Transformer Grammars: Augmenting Transformer Language Models with
Syntactic Inductive Biases at Scale
- URL: http://arxiv.org/abs/2203.00633v1
- Date: Tue, 1 Mar 2022 17:22:31 GMT
- Title: Transformer Grammars: Augmenting Transformer Language Models with
Syntactic Inductive Biases at Scale
- Authors: Laurent Sartran, Samuel Barrett, Adhiguna Kuncoro, Milo\v{s}
Stanojevi\'c, Phil Blunsom, Chris Dyer
- Abstract summary: We introduce Transformer Grammars -- a class of Transformer language models that combine expressive power, scalability, and strong performance of Transformers.
We find that Transformer Grammars outperform various strong baselines on multiple syntax-sensitive language modeling evaluation metrics.

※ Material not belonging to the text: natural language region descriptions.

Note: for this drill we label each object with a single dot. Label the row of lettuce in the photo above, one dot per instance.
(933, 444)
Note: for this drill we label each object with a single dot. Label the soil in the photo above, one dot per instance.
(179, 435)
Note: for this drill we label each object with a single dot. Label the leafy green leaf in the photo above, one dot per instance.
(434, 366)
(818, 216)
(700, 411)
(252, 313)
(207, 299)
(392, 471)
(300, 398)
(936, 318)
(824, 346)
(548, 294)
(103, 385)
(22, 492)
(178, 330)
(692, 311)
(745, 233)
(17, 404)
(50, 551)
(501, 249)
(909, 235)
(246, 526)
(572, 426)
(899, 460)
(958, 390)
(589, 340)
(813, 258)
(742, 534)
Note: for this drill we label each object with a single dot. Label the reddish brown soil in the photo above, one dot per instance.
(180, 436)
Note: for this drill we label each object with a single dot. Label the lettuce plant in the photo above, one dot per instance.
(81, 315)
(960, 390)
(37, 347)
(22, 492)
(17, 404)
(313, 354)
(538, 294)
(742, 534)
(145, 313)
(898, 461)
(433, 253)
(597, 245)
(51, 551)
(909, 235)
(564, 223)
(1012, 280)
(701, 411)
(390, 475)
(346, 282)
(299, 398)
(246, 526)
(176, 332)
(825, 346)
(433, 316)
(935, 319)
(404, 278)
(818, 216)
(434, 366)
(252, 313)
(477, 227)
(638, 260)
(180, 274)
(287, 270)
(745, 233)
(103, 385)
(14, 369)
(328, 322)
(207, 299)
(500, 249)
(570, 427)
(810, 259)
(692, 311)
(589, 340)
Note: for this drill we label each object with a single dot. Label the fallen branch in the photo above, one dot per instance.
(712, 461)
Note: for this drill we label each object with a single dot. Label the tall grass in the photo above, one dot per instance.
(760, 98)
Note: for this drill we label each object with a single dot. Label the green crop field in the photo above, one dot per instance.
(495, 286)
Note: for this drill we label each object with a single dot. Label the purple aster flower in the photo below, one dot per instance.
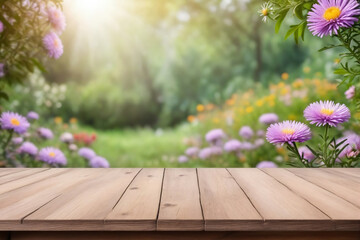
(288, 132)
(66, 137)
(28, 148)
(353, 141)
(259, 142)
(2, 70)
(308, 155)
(45, 133)
(32, 115)
(247, 146)
(17, 140)
(268, 118)
(260, 133)
(182, 159)
(205, 153)
(233, 145)
(52, 155)
(327, 16)
(350, 93)
(192, 151)
(56, 18)
(215, 150)
(246, 132)
(14, 121)
(53, 45)
(322, 113)
(99, 162)
(87, 153)
(214, 136)
(73, 147)
(266, 164)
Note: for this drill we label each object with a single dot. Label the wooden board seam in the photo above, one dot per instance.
(22, 219)
(201, 206)
(323, 188)
(159, 205)
(123, 193)
(246, 195)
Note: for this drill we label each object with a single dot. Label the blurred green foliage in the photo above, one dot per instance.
(152, 62)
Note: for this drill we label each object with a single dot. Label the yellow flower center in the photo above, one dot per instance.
(326, 111)
(288, 131)
(331, 13)
(15, 122)
(264, 11)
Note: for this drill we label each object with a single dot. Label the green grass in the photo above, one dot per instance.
(140, 147)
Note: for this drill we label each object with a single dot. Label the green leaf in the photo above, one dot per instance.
(298, 11)
(280, 19)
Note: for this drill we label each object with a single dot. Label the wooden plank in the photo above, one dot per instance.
(20, 174)
(340, 186)
(138, 207)
(85, 206)
(281, 208)
(6, 171)
(16, 205)
(9, 186)
(332, 205)
(225, 206)
(260, 235)
(180, 207)
(344, 173)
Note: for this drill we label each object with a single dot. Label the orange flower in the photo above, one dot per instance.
(285, 76)
(200, 108)
(210, 106)
(230, 102)
(191, 118)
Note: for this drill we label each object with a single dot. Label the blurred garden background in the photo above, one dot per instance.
(141, 82)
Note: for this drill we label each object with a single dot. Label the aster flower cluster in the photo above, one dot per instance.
(48, 20)
(218, 143)
(331, 152)
(92, 159)
(19, 144)
(336, 18)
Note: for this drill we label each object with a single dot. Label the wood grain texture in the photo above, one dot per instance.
(20, 174)
(273, 200)
(329, 203)
(39, 176)
(185, 235)
(343, 187)
(180, 200)
(138, 207)
(225, 206)
(180, 207)
(16, 205)
(86, 205)
(6, 171)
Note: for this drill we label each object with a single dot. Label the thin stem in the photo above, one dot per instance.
(325, 146)
(6, 143)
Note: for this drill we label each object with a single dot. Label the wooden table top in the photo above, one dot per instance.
(179, 199)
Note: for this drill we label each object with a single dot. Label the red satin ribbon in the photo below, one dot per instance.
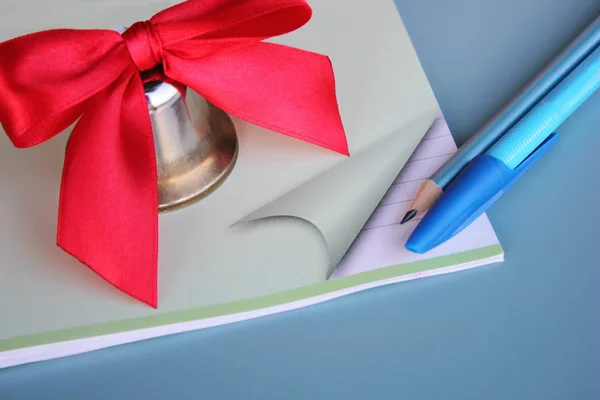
(108, 200)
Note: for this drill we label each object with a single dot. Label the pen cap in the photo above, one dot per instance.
(480, 184)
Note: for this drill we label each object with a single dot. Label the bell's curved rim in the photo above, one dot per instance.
(185, 202)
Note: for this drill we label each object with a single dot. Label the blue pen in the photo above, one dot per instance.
(546, 80)
(489, 175)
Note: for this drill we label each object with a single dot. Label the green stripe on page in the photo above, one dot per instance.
(250, 304)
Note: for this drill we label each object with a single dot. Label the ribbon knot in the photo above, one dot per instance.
(108, 210)
(144, 45)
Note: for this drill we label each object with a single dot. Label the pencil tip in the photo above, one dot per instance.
(408, 216)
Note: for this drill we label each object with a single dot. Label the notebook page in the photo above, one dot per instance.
(382, 239)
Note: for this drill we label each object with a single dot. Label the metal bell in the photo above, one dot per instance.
(196, 144)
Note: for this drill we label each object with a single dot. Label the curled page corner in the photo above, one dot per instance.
(339, 201)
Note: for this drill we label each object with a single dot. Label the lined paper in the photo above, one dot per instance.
(381, 241)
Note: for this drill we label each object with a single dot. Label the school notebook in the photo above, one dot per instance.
(377, 257)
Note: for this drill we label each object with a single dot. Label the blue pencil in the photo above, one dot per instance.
(565, 62)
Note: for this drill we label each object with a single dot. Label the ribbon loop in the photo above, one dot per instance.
(108, 203)
(144, 45)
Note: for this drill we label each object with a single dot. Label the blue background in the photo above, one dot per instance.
(524, 329)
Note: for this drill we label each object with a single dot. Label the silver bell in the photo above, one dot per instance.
(196, 144)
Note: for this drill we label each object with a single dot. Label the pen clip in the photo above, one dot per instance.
(513, 177)
(531, 159)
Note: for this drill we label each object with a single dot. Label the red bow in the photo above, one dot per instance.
(108, 199)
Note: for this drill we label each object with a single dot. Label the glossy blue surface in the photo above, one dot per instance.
(474, 190)
(550, 113)
(528, 97)
(524, 329)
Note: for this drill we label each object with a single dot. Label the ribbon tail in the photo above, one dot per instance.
(281, 88)
(108, 202)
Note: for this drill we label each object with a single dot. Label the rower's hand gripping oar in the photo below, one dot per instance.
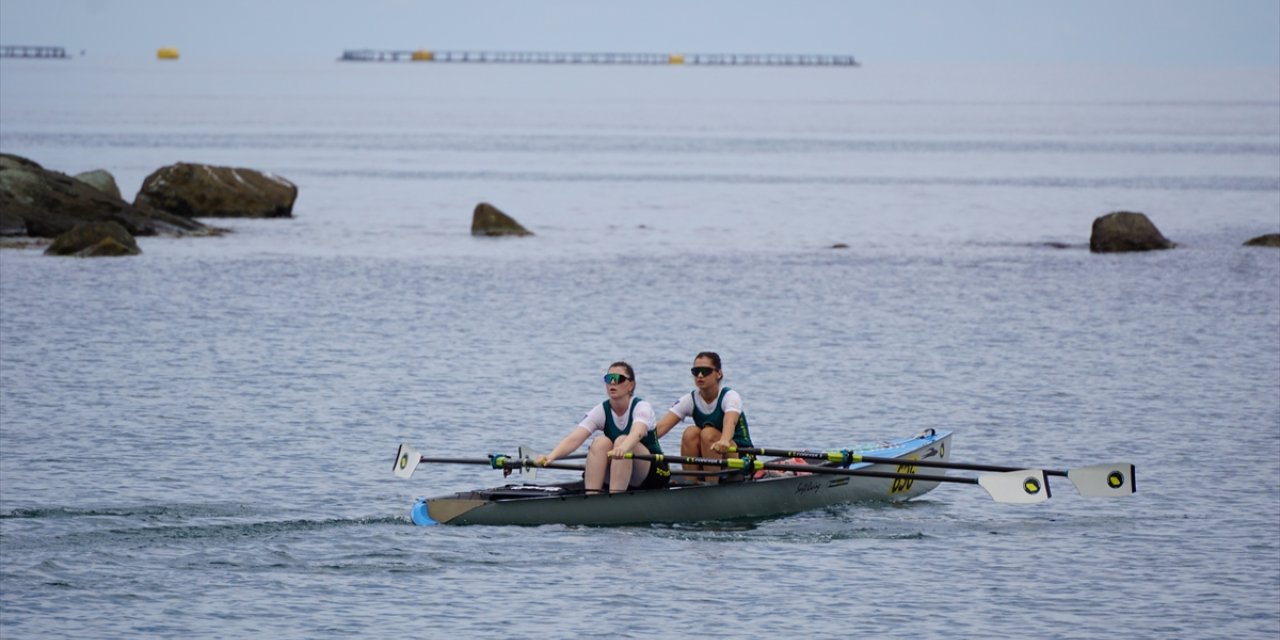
(407, 458)
(1019, 487)
(1110, 480)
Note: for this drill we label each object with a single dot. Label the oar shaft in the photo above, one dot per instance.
(849, 457)
(512, 464)
(755, 465)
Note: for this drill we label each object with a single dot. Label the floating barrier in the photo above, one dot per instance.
(32, 51)
(382, 55)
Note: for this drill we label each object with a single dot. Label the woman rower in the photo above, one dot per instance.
(634, 435)
(717, 412)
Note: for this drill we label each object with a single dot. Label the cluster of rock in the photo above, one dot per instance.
(1128, 231)
(42, 204)
(488, 220)
(88, 216)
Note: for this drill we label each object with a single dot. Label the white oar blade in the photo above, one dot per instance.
(406, 461)
(1023, 487)
(1104, 480)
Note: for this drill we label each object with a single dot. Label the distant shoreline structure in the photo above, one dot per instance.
(32, 51)
(421, 55)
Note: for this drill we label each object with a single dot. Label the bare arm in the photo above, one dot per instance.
(567, 446)
(627, 442)
(727, 430)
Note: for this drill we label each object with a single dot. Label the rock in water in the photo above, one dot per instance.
(488, 220)
(205, 191)
(95, 240)
(1271, 240)
(46, 204)
(1125, 231)
(100, 179)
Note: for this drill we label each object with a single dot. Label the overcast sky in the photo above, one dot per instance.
(1214, 32)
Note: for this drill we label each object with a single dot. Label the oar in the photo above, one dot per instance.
(1023, 487)
(1110, 480)
(407, 460)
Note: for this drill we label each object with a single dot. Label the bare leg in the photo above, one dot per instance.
(691, 446)
(597, 464)
(625, 474)
(711, 435)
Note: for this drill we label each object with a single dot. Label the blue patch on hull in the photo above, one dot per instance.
(420, 515)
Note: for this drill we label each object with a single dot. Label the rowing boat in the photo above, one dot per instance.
(758, 496)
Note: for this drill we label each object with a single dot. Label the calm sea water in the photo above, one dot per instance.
(196, 442)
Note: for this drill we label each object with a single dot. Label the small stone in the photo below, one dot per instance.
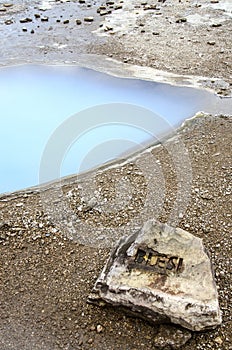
(2, 236)
(216, 25)
(99, 328)
(44, 19)
(181, 20)
(8, 5)
(171, 336)
(8, 22)
(88, 19)
(25, 20)
(211, 42)
(118, 7)
(104, 13)
(162, 273)
(218, 340)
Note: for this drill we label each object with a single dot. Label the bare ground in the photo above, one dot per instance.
(47, 274)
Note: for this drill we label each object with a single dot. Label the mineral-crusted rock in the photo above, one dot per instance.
(171, 336)
(162, 274)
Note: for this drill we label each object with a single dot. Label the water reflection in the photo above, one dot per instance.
(35, 100)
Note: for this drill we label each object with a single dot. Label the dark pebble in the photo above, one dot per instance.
(8, 22)
(25, 20)
(181, 20)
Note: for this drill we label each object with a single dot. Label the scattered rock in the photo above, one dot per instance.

- Score: 31.293175512404172
- License: http://creativecommons.org/licenses/by/4.0/
- Abstract: Transformer language models that are trained on vast amounts of data have
achieved remarkable success at various NLP benchmarks. Intriguingly, this
success is achieved by models that lack an explicit modeling of hierarchical
syntactic structures, which were hypothesized by decades of linguistic research
to be necessary for good generalization. This naturally leaves a question: to
what extent can we further improve the performance of Transformer language
models, through an inductive bias that encourages the model to explain the data
through the lens of recursive syntactic compositions? Although the benefits of
modeling recursive syntax have been shown at the small data and model scales,
it remains an open question whether -- and to what extent -- a similar design
principle is still beneficial in the case of powerful Transformer language
models that work well at scale. To answer these questions, we introduce
Transformer Grammars -- a novel class of Transformer language models that
combine: (i) the expressive power, scalability, and strong performance of
Transformers, and (ii) recursive syntactic compositions, which here are
implemented through a special attention mask. We find that Transformer Grammars
outperform various strong baselines on multiple syntax-sensitive language
modeling evaluation metrics, in addition to sentence-level language modeling
perplexity. Nevertheless, we find that the recursive syntactic composition
bottleneck harms perplexity on document-level modeling, providing evidence that
a different kind of memory mechanism -- that works independently of syntactic
structures -- plays an important role in the processing of long-form text.